More organizations are investing in big data and unstructured data environments, but many of these projects remain in the area of “innovation,” meaning that the intended ROI is not always clear. Even when organizations don’t have a specific goal or use case in mind, there’s a general understanding that the ability to process and analyze unstructured data will provide value over time. Like any large technology undertaking, it’s important to provide some key benefits sooner rather than later in order to convince the business to choose to fund the work.
Any big data effort intends to consume data, both structured and unstructured, into a new type of data environment. (In fact, some insurers have utilized big data technology to ingest mostly the structured data from their disparate core systems.) This idea of “ingesting data” isn’t simple (despite the message put forth by many vendors) and it can be disappointing when an insurer realizes some of the complicated data mapping efforts they know from the relational databases are still required.
For an innovation-focused big data initiative to mature into a permanent, value-providing part of the infrastructure, the data must move through three phases.
Phase 1: Data storage
The first level of data ingestion is essentially a flat file storage of the data. This means that all data – whether unstructured files or dumps of relational databases – is migrated into the unstructured data environment with little or no adjustment. Assuming the systems are in place, this can typically be done quite quickly, especially for a limited set of data. However, there’s not a lot of value provided during this phase aside from distributed storage.

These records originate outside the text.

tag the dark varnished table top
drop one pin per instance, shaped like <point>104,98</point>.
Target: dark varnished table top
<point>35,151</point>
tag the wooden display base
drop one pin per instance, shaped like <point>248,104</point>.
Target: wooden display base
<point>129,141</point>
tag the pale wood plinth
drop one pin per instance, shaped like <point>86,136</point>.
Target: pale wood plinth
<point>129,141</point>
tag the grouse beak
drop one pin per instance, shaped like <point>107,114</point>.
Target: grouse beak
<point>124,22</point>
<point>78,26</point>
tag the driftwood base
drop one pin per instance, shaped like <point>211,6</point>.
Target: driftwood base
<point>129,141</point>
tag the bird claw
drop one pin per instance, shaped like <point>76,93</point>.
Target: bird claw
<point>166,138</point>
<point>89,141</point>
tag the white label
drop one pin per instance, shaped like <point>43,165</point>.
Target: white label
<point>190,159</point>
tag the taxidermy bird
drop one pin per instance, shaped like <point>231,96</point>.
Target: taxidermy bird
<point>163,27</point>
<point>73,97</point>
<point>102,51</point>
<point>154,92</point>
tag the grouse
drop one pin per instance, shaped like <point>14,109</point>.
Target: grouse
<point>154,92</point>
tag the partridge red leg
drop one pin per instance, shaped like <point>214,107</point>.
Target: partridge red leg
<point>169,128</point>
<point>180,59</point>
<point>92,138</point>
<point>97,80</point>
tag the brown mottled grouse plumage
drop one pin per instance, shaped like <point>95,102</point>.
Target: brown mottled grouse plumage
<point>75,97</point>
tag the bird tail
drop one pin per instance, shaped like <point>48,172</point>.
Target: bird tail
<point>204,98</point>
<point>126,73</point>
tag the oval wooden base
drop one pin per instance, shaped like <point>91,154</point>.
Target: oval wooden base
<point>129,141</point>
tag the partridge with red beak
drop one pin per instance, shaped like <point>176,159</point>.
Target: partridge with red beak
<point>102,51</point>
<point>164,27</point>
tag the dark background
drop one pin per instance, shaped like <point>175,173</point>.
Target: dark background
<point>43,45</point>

Some organizations with terabytes of data and high data archival costs have found dramatic cost reductions through the use of Hadoop for distributed data storage. As organizations simultaneously experiment with telematics, IoT, drones, or other sources of high-volume data, however, a distributed data solution provides a way for the company to gather and store all of the data before fully understanding how to utilize it.
Phase 2: Data warehouse replacement
The second level of data maturity in a big data technology system is when the organization has an overlaid structure that allows querying the data across multiple data sets. This essentially recreates a traditional enterprise data warehouse, at least from a perceived value by the end users.

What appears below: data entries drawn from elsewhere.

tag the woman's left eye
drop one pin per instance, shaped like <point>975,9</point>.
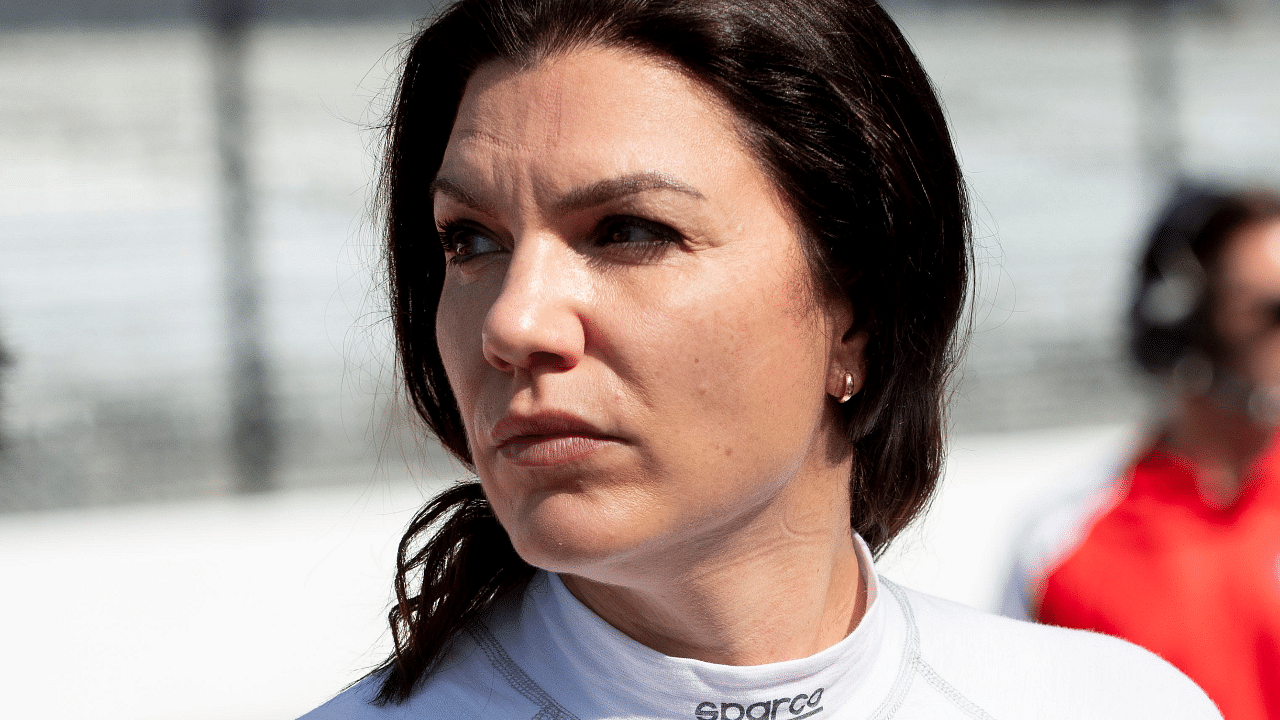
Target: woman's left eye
<point>632,231</point>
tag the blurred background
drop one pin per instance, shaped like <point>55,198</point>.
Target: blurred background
<point>204,459</point>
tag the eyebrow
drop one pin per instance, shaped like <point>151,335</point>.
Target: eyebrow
<point>588,196</point>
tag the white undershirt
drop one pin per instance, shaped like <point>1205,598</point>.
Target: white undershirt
<point>543,655</point>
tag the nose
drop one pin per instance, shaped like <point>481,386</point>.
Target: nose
<point>535,322</point>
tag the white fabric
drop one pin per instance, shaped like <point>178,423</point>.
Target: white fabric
<point>542,655</point>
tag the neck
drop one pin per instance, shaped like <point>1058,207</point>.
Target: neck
<point>1220,442</point>
<point>781,588</point>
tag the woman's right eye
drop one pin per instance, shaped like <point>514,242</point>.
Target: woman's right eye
<point>465,242</point>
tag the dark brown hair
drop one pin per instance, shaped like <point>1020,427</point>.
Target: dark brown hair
<point>837,109</point>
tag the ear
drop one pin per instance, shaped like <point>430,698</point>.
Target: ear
<point>848,370</point>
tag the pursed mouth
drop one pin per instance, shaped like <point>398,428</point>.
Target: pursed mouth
<point>547,440</point>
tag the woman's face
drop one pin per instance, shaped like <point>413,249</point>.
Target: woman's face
<point>627,320</point>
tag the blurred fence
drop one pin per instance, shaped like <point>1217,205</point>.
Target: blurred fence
<point>110,259</point>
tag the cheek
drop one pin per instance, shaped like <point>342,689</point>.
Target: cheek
<point>458,319</point>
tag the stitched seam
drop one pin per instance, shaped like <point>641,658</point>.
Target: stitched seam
<point>516,678</point>
<point>910,656</point>
<point>944,687</point>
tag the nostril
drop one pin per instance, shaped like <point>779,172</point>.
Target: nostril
<point>548,360</point>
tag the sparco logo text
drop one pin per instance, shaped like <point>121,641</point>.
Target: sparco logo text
<point>781,709</point>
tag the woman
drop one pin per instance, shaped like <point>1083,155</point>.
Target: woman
<point>703,265</point>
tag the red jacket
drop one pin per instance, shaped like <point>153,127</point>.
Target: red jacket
<point>1200,586</point>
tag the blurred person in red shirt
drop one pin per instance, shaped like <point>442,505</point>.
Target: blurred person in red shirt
<point>1179,550</point>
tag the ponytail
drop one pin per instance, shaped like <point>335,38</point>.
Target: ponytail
<point>443,583</point>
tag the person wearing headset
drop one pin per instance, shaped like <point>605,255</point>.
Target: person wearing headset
<point>1179,551</point>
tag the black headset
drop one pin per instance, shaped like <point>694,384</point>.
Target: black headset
<point>1170,314</point>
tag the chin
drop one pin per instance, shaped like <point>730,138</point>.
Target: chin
<point>557,534</point>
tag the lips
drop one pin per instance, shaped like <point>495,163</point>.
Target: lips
<point>548,438</point>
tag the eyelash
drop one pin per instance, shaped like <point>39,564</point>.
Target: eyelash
<point>663,236</point>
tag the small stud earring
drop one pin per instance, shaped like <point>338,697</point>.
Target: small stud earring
<point>849,387</point>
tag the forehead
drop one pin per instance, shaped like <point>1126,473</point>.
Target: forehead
<point>590,112</point>
<point>1252,258</point>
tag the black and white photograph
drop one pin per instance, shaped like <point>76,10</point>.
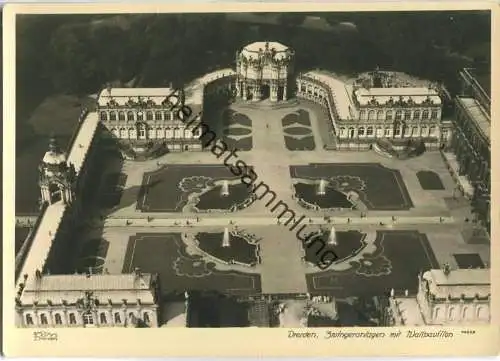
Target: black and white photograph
<point>295,170</point>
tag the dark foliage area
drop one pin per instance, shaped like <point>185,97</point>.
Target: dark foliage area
<point>78,54</point>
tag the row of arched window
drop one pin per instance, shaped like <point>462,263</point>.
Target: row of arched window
<point>155,133</point>
<point>424,131</point>
<point>87,317</point>
<point>475,139</point>
<point>390,115</point>
<point>467,313</point>
<point>136,115</point>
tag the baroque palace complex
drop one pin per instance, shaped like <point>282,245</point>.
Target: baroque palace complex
<point>373,112</point>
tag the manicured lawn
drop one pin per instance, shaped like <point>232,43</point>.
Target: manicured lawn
<point>331,199</point>
<point>348,244</point>
<point>239,249</point>
<point>165,254</point>
<point>167,189</point>
<point>429,180</point>
<point>396,263</point>
<point>379,188</point>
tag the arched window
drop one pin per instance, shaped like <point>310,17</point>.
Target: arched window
<point>424,132</point>
<point>58,319</point>
<point>398,114</point>
<point>88,318</point>
<point>102,318</point>
<point>437,313</point>
<point>169,133</point>
<point>451,313</point>
<point>351,132</point>
<point>388,115</point>
<point>480,312</point>
<point>177,133</point>
<point>43,319</point>
<point>465,312</point>
<point>132,133</point>
<point>123,133</point>
<point>142,130</point>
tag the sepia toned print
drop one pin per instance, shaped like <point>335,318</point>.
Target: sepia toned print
<point>316,172</point>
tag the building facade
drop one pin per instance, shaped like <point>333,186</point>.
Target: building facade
<point>397,113</point>
<point>362,115</point>
<point>445,297</point>
<point>264,70</point>
<point>471,142</point>
<point>127,300</point>
<point>141,115</point>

One of the values of working with an unstructured data environment is that full normalization across all loaded data isn’t necessary. (Many an EDW project has gone over budget or failed due to the complexities of defining a normalized data model that will support all of an insurer’s data across systems and lines of business.) However, this has led to a mistaken belief that no normalization is necessary. At some point, if an organization is to join across two different data sets that both have a notion of customer (for example) there will need to be some form of data model to allow this.
Unlike a relational database, however, that model can be defined after the data is already in place, and the definition can be limited only to the key factors needed for the reporting. Essentially, the normalization is delayed, reduced, and does not require any foreknowledge of how the data will be utilized.
Phase 3: New insights and new capabilities
The third level of data maturity is when there are new taxonomies and visualizations on top of the unstructured data environment, allowing insight that isn’t available with a traditional data warehouse. This can mean a model that layers a complex, unstructured data source (such as telematics reports or drone images) on top of the insurer’s claims experience, providing the opportunity to query against both data sets to discover new risks. It also means the ability to use new visualization tools across the full sets of data to identify anomalies and factors that weren’t available with traditional data where so much of the analysis was predetermined by the initial normalized model.
Proving value early
One of the values of an unstructured data environment is that it’s not necessary to move all of an organization’s data into the system before moving to later phases. With an enterprise data warehouse, failing to consider some data during the initial creation of a normalized model can create serious problems later on. With unstructured data that is not the case. This means an organization that is innovating with Hadoop or a distributed database can limit initial experiments to a few sources, building up an expertise and layering more and more data into the environment later.
In fact, in order to secure additional funding from the organization to continue a big data project, it’s important that the team get at least some Phase 3 visualization on top of the data as quickly in the timeline as possible. This will allow business users to not just validate and QA the data, but to see what kind of new values will be made available to them as the work continues.